Southern New Hampshire University (SNHU), America's largest robocollege, is facing layoffs again. And this time, workers are talking.
For years, Southern New Hampshire has avoided scrutiny compared to other online schools that have been labeled as bad actors. Part of this reduced scrutiny may have been because SNHU is a non-profit and some because Paul LeBlanc, its long-time president, was perceived as a higher education visionary, granting degrees that consumers could use and afford.
Consumer advocates largely ignored that Southern New Hampshire often worked like a for-profit. The school, which includes a physical campus in Manchester, New Hampshire employs 130 full-time instructors and 8,042 part-time instructors for 164,000 students. A lion's share of the organization's budget is spent on marketing and advertising rather than on curriculum and instruction: about $14,000 per student.
But things have changed, with the higher education terrain, with public opinion, and with Southern New Hampshire leadership. More people and organizations are questioning the value of degrees,
especially graduate degrees, which Southern New Hampshire specializes
in. SNHU has lowered tuition to $10,000 to increase demand, which has reduced financial margins.

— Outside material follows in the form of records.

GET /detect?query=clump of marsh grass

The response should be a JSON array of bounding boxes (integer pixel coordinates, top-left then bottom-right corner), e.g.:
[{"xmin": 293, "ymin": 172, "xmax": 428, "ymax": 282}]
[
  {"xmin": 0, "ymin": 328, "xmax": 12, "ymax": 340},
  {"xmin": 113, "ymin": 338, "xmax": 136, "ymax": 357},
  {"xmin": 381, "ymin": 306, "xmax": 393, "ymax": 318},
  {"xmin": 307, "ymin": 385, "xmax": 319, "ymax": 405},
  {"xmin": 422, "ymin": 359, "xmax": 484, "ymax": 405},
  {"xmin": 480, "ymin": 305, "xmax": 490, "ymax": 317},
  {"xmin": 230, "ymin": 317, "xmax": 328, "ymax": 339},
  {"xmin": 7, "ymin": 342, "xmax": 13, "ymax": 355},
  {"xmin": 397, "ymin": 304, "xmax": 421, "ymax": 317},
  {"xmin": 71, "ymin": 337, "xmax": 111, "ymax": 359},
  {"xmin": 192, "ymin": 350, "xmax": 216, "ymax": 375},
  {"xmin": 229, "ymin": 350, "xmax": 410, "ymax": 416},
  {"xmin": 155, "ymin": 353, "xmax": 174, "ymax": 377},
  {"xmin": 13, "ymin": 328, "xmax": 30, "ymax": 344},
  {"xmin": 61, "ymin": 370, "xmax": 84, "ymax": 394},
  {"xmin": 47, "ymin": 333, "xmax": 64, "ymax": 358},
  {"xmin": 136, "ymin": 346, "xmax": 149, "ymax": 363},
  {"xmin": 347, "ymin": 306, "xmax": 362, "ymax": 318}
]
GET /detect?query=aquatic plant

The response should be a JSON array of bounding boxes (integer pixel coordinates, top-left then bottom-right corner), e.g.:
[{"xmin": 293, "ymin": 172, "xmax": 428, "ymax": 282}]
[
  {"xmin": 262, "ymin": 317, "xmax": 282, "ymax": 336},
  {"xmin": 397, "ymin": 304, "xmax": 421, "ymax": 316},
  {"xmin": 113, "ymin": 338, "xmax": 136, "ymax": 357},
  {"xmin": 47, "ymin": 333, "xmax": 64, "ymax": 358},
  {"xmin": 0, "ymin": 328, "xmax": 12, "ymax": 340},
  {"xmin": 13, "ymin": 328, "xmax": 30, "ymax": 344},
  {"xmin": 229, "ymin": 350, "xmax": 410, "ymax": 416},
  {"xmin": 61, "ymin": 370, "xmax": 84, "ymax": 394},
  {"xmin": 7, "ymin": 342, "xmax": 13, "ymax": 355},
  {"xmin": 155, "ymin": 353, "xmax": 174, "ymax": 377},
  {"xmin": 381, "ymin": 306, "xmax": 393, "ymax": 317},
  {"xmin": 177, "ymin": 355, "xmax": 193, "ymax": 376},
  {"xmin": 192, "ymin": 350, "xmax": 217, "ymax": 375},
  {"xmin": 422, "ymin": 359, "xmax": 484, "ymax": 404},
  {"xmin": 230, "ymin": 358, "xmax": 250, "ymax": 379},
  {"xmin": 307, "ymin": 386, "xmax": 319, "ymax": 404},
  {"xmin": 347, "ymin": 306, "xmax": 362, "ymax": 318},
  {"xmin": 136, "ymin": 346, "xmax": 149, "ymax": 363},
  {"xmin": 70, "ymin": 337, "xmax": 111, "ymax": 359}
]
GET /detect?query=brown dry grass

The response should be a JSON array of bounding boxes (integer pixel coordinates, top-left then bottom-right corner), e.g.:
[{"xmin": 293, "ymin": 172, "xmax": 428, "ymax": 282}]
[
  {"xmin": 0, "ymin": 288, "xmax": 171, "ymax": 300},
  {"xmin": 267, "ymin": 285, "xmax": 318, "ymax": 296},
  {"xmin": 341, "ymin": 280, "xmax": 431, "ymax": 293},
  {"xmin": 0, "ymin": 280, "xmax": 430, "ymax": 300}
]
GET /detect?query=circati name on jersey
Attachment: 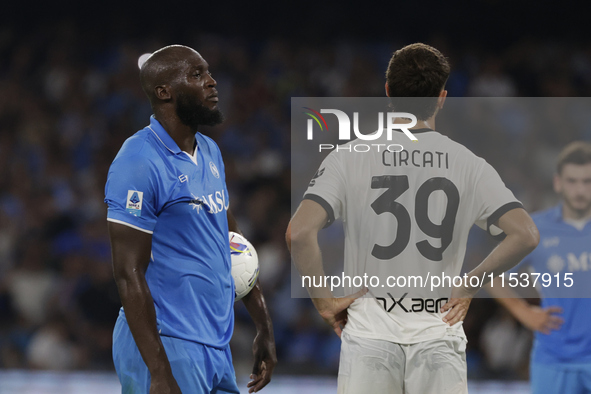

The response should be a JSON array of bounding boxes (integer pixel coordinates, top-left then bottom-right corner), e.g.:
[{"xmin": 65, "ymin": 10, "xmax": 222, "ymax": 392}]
[{"xmin": 382, "ymin": 149, "xmax": 449, "ymax": 169}]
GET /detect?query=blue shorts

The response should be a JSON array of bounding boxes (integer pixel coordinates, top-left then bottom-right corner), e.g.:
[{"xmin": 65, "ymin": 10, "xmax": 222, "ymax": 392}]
[
  {"xmin": 531, "ymin": 362, "xmax": 591, "ymax": 394},
  {"xmin": 113, "ymin": 314, "xmax": 240, "ymax": 394}
]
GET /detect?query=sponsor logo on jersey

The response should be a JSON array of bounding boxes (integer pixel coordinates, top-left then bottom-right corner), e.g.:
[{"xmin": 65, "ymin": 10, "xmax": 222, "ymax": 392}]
[
  {"xmin": 209, "ymin": 161, "xmax": 220, "ymax": 178},
  {"xmin": 547, "ymin": 254, "xmax": 565, "ymax": 273},
  {"xmin": 178, "ymin": 174, "xmax": 188, "ymax": 183},
  {"xmin": 376, "ymin": 293, "xmax": 448, "ymax": 314},
  {"xmin": 542, "ymin": 237, "xmax": 560, "ymax": 248},
  {"xmin": 547, "ymin": 252, "xmax": 590, "ymax": 273},
  {"xmin": 126, "ymin": 190, "xmax": 143, "ymax": 217},
  {"xmin": 309, "ymin": 167, "xmax": 325, "ymax": 187},
  {"xmin": 189, "ymin": 190, "xmax": 229, "ymax": 214}
]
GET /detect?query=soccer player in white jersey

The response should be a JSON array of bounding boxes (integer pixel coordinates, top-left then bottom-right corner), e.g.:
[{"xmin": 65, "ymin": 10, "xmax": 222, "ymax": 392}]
[{"xmin": 286, "ymin": 43, "xmax": 540, "ymax": 393}]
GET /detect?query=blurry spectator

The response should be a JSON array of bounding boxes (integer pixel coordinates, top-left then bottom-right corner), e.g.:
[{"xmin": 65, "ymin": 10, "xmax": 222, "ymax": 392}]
[
  {"xmin": 6, "ymin": 238, "xmax": 57, "ymax": 326},
  {"xmin": 480, "ymin": 308, "xmax": 531, "ymax": 379},
  {"xmin": 469, "ymin": 56, "xmax": 517, "ymax": 96},
  {"xmin": 26, "ymin": 314, "xmax": 82, "ymax": 370}
]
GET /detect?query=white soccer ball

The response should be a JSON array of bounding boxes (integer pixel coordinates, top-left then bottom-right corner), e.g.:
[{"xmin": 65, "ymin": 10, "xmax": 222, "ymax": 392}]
[{"xmin": 229, "ymin": 232, "xmax": 259, "ymax": 301}]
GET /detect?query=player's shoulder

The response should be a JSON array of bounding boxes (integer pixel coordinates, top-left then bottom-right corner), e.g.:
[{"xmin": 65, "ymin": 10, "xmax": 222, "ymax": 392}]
[
  {"xmin": 436, "ymin": 133, "xmax": 486, "ymax": 167},
  {"xmin": 530, "ymin": 205, "xmax": 561, "ymax": 226},
  {"xmin": 196, "ymin": 132, "xmax": 222, "ymax": 157},
  {"xmin": 111, "ymin": 128, "xmax": 160, "ymax": 169}
]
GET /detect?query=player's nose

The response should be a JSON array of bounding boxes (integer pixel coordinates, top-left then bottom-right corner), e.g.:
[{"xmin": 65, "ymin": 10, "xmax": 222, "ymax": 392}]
[{"xmin": 206, "ymin": 73, "xmax": 217, "ymax": 87}]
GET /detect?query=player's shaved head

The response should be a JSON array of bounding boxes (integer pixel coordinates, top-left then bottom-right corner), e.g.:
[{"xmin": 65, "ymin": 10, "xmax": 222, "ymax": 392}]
[{"xmin": 140, "ymin": 45, "xmax": 202, "ymax": 107}]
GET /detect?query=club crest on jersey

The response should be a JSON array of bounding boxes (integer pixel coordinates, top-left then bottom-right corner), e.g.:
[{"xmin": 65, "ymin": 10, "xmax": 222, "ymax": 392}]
[
  {"xmin": 209, "ymin": 162, "xmax": 220, "ymax": 178},
  {"xmin": 126, "ymin": 190, "xmax": 143, "ymax": 217}
]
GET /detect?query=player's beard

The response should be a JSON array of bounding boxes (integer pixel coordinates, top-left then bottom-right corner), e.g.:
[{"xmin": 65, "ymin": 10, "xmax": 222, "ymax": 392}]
[
  {"xmin": 176, "ymin": 92, "xmax": 224, "ymax": 130},
  {"xmin": 563, "ymin": 193, "xmax": 591, "ymax": 217}
]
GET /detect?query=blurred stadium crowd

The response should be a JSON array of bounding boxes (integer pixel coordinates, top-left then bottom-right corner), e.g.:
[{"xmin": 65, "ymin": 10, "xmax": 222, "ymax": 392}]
[{"xmin": 1, "ymin": 20, "xmax": 590, "ymax": 380}]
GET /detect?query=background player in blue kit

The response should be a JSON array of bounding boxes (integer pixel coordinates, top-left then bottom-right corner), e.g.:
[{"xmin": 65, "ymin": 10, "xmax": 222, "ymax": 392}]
[
  {"xmin": 105, "ymin": 45, "xmax": 276, "ymax": 393},
  {"xmin": 487, "ymin": 141, "xmax": 591, "ymax": 393}
]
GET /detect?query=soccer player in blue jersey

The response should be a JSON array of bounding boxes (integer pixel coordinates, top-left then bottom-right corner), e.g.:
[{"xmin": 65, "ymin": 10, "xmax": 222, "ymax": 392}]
[
  {"xmin": 105, "ymin": 45, "xmax": 276, "ymax": 394},
  {"xmin": 487, "ymin": 141, "xmax": 591, "ymax": 393}
]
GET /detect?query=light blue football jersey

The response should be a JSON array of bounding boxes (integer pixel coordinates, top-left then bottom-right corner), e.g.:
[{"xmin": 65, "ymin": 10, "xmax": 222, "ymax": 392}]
[
  {"xmin": 105, "ymin": 116, "xmax": 234, "ymax": 348},
  {"xmin": 515, "ymin": 205, "xmax": 591, "ymax": 364}
]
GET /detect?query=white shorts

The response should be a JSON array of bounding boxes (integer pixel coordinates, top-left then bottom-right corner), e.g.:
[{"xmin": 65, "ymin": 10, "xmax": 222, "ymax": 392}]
[{"xmin": 337, "ymin": 331, "xmax": 468, "ymax": 394}]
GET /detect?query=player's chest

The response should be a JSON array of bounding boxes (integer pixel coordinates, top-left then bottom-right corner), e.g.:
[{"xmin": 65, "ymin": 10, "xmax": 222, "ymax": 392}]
[
  {"xmin": 535, "ymin": 231, "xmax": 591, "ymax": 274},
  {"xmin": 161, "ymin": 158, "xmax": 228, "ymax": 217}
]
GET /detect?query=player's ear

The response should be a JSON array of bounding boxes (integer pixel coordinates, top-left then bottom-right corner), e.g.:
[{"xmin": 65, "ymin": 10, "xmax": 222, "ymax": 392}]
[
  {"xmin": 154, "ymin": 84, "xmax": 172, "ymax": 101},
  {"xmin": 385, "ymin": 82, "xmax": 391, "ymax": 97},
  {"xmin": 553, "ymin": 173, "xmax": 562, "ymax": 194},
  {"xmin": 437, "ymin": 90, "xmax": 447, "ymax": 109}
]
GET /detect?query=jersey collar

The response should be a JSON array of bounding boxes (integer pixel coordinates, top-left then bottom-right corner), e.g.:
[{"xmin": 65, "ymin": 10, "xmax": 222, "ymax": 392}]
[
  {"xmin": 409, "ymin": 128, "xmax": 435, "ymax": 133},
  {"xmin": 148, "ymin": 115, "xmax": 195, "ymax": 155},
  {"xmin": 553, "ymin": 203, "xmax": 591, "ymax": 229}
]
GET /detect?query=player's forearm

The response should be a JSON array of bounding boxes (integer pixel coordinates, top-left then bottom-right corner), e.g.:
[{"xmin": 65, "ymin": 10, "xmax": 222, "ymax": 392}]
[
  {"xmin": 115, "ymin": 271, "xmax": 172, "ymax": 376},
  {"xmin": 242, "ymin": 281, "xmax": 274, "ymax": 335},
  {"xmin": 227, "ymin": 209, "xmax": 241, "ymax": 235},
  {"xmin": 288, "ymin": 230, "xmax": 332, "ymax": 299},
  {"xmin": 463, "ymin": 231, "xmax": 538, "ymax": 294},
  {"xmin": 485, "ymin": 280, "xmax": 531, "ymax": 317}
]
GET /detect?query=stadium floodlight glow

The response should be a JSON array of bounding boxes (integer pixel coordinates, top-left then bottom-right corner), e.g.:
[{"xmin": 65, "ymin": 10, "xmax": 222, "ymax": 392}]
[{"xmin": 137, "ymin": 53, "xmax": 152, "ymax": 69}]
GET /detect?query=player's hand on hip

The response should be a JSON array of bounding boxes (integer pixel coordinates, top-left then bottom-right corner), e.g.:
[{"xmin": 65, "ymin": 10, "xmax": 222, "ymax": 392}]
[
  {"xmin": 314, "ymin": 288, "xmax": 368, "ymax": 337},
  {"xmin": 441, "ymin": 285, "xmax": 473, "ymax": 326},
  {"xmin": 518, "ymin": 305, "xmax": 564, "ymax": 335},
  {"xmin": 247, "ymin": 330, "xmax": 277, "ymax": 393},
  {"xmin": 149, "ymin": 372, "xmax": 182, "ymax": 394}
]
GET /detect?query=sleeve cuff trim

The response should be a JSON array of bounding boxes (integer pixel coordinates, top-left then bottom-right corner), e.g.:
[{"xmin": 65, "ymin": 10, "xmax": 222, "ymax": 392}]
[
  {"xmin": 303, "ymin": 193, "xmax": 335, "ymax": 228},
  {"xmin": 487, "ymin": 201, "xmax": 524, "ymax": 232},
  {"xmin": 107, "ymin": 218, "xmax": 154, "ymax": 234}
]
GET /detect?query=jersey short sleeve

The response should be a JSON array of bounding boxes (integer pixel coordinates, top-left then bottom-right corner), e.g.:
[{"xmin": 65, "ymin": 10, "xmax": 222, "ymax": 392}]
[
  {"xmin": 105, "ymin": 154, "xmax": 159, "ymax": 234},
  {"xmin": 303, "ymin": 152, "xmax": 346, "ymax": 227},
  {"xmin": 473, "ymin": 159, "xmax": 523, "ymax": 238}
]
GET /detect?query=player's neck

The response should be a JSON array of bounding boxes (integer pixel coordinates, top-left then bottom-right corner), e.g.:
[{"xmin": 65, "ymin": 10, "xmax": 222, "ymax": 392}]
[
  {"xmin": 154, "ymin": 112, "xmax": 197, "ymax": 155},
  {"xmin": 411, "ymin": 118, "xmax": 435, "ymax": 130},
  {"xmin": 561, "ymin": 204, "xmax": 591, "ymax": 221}
]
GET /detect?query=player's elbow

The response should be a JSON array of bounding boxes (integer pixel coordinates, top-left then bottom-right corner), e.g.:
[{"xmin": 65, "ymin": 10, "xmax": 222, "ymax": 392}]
[
  {"xmin": 285, "ymin": 222, "xmax": 292, "ymax": 252},
  {"xmin": 518, "ymin": 223, "xmax": 540, "ymax": 253},
  {"xmin": 286, "ymin": 221, "xmax": 316, "ymax": 251},
  {"xmin": 112, "ymin": 262, "xmax": 143, "ymax": 291},
  {"xmin": 113, "ymin": 265, "xmax": 131, "ymax": 290}
]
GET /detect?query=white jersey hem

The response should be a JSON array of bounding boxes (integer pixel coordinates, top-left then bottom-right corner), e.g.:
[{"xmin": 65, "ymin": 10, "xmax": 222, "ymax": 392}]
[{"xmin": 343, "ymin": 325, "xmax": 465, "ymax": 345}]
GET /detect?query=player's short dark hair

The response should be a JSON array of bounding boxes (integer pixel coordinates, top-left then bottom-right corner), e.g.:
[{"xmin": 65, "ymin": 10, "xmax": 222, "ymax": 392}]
[
  {"xmin": 556, "ymin": 141, "xmax": 591, "ymax": 174},
  {"xmin": 386, "ymin": 43, "xmax": 450, "ymax": 120}
]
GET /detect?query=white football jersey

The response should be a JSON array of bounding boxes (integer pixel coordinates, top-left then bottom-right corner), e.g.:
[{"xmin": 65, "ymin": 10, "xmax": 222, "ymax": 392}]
[{"xmin": 304, "ymin": 128, "xmax": 522, "ymax": 344}]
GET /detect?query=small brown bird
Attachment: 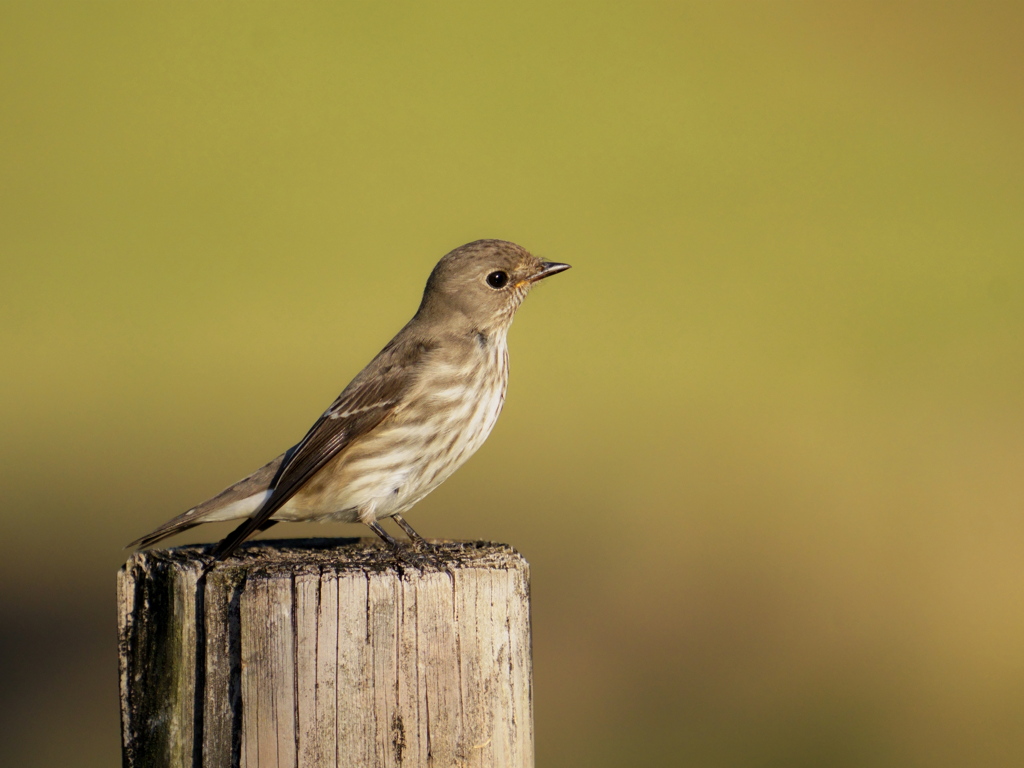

Despite good enrollment numbers, layoffs at Southern New Hampshire have occurred in 2023 and 2024. Now at SNHU, after the latest round of IT layoffs, folks are talking about the new leadership and of office politics taking precedent over innovation. And students are complaining about the course materials as old and recycled.
The Higher Education Inquirer will continue to monitor the situation at Southern New Hampshire University as it develops.